ABSTRACT

Remoteness of damage is beyond doubt a question of law. In The Heron II, Koufos v C Czarnikow Ltd, the House of Lords said that, in remoteness of damage, there is a difference between contract and tort. In the case of a breach of contract, the court has to consider whether the consequences were of such a kind that a reasonable man, at the time of making the contract, would contemplate them as being of a very substantial degree of probability. (In the House of Lords, various expressions were used to describe this degree of probability, such as: not merely ‘on the cards’ because that may be too low, but as being ‘not unlikely to occur’; or ‘likely to result or at least not unlikely to result’; or ‘liable to result’; or that there was a ‘real danger’ or ‘serious possibility’ of them occurring.)

In the case of a tort, the court has to consider whether the consequences were of such a kind that a reasonable man, at the time of the tort committed, would foresee them as being of a much lower degree of probability. (In the House of Lords, various expressions were used to describe this, such as: it is sufficient if the consequences are ‘liable to happen in the most unusual case’; or in a ‘very improbable’ case; or that ‘they may happen as a result of the breach however unlikely it may be, unless it can be brushed aside as far fetched’.)

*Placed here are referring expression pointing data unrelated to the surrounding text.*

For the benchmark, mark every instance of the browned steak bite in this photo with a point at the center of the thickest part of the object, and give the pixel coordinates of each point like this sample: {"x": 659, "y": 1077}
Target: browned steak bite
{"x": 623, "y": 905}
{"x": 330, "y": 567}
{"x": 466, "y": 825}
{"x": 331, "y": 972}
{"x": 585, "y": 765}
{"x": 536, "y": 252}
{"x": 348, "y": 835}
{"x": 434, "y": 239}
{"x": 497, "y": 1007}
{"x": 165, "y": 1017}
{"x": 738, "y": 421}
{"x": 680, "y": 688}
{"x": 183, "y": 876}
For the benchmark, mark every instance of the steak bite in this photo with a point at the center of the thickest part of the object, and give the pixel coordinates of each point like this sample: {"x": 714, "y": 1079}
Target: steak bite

I find it difficult to apply those principles universally to all cases of contract or to all cases of tort, and to draw a distinction between what a man ‘contemplates’ and what he ‘foresees’. I soon begin to get out of my depth. I cannot swim in this sea of semantic exercises – to say nothing of the different degrees of probability – especially when the cause of action can be laid either in contract or in tort. I am swept under by the conflicting currents. I go back with relief to the distinction drawn in legal theory by Professors Hart and Honoré in their book Causation in the Law. They distinguish between those cases in contract in which a man has suffered no damage to person or property, but only economic loss, such as loss of profit or loss of opportunities for gain in some future transaction: and those in which he claims damages for an injury actually done to his person or damage actually done to his property (including his livestock) or for ensuing expense (damnum emergens) to which he has actually been put. In the law of tort, there is emerging a distinction between economic loss and physical damage: see Spartan Steel & Alloys Ltd v Martin & Co (Contractors) Ltd. It underlies the words of Lord Wilberforce in Anns v London Borough of Merton recently, where he classified the recoverable damage as ‘material, physical damage’. It has been much considered by the Supreme Court of Canada in Rivtow Marine Ltd v Washington Iron Works and by

the High Court in Australia in Caltex Oil (Australia) Pty Ltd v The Dredge Willemstad.